CORRESPONSAL/BOACO
La coordinadora departamental de la Asociación de Mujeres Nicaragüenses Luisa Amanda Espinoza (AMNLAE), licenciada Noemí Martínez, dijo que hay problemas con la Ley de Paternidad y Maternidad Responsable, puesto que no se está ejecutando en las alcaldías.
“El pegón es que dicen que no hay dinero para dar a hacer los talonarios, porque es un juicio meramente administrativo donde el registrador de las personas es quien debe encargarse de llamar a los padres que niegan a sus hijos, hasta tres veces y si no llegan a los tres llamados, los tienen que inscribir provisionalmente (a los niños), ésa es la obligación, pero alegan que no hay dinero para dar a hacer los formatos”, dijo Martínez.
Declaró Martínez que el pasado primero de diciembre del 2009, un grupo de mujeres acudió ante el Concejo Municipal de Boaco, para demandar que se aplique la ley.
No obstante, dijo que ya han pasado seis meses y siguen esperando que a los niños se les restituya el derecho a ser reconocidos y a tener una madre y un padre, ya que en la práctica no se está efectuando.

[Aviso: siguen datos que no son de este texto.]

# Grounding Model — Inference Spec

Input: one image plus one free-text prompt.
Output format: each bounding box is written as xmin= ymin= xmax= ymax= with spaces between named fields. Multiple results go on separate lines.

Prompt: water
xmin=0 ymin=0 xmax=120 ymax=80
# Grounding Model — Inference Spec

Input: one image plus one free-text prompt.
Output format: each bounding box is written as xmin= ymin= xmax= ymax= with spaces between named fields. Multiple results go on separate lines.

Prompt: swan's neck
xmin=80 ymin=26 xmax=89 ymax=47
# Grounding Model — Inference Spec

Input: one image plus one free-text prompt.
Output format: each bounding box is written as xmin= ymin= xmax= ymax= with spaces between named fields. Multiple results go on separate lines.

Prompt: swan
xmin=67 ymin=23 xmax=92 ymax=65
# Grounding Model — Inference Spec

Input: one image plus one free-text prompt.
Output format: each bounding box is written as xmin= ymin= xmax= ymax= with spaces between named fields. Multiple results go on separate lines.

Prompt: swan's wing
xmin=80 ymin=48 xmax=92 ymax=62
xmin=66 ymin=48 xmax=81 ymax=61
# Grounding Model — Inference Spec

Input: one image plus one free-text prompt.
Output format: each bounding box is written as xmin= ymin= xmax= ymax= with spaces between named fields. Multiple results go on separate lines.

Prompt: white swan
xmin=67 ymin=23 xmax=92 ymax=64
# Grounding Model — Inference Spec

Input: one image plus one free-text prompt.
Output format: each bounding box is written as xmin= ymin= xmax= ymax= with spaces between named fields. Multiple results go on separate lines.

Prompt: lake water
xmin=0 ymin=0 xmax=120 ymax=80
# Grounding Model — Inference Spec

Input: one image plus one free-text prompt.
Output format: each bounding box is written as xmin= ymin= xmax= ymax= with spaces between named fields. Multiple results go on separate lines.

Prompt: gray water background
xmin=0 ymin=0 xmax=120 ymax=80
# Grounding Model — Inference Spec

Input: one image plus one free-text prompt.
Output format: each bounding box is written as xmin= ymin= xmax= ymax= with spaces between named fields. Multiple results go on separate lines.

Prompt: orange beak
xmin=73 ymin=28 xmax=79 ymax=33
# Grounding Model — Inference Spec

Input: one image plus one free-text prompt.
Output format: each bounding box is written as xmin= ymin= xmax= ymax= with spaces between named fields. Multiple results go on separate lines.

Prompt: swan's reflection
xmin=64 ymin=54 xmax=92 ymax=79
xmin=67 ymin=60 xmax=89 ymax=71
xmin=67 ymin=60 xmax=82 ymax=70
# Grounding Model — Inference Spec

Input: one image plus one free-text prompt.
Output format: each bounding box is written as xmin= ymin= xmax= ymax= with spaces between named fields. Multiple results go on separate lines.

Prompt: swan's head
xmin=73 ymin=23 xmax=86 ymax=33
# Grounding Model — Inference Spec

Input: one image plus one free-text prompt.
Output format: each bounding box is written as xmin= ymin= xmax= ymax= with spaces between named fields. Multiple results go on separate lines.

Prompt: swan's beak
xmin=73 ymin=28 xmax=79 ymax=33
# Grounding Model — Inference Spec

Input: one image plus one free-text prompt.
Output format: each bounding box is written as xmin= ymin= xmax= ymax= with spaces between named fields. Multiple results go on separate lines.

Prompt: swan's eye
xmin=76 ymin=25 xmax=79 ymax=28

Martínez dijo que las alcaldías son las encargadas de ejecutar la ley, “es un trámite meramente administrativo cuando los niños son negados por sus padres y para que fuera un tramite rápido y con celeridad se hizo ley, tenía que ser ejecutada por los registradores de las personas y no se está haciendo”.
DEPENDE DEL CSE
El responsable del Registro Civil de las personas, de Boaco, licenciado Antonio Jarquín, confirmó que la Ley de paternidad y maternidad responsable, no está en aplicación por disposición general del Consejo Supremo Electoral (CSE), porque no hay formatos especiales que contempla la ley y no se les da la documentación requerida, “su aplicación depende del Consejo Supremo y no de las alcaldías”, subrayó.
Resaltó que el Registro Civil es una área híbrida porque en el aspecto administrativo depende de la Alcaldía con el pago de los empleados y en el aspecto logístico se sujeta al CSE.
Cuando el papá no se presenta a reconocer a sus hijos, se tienen que inscribir con el apellido de la madre y allí es donde se afecta a los niños, porque quedan sólo con el apellido materno, manifestó Jarquín.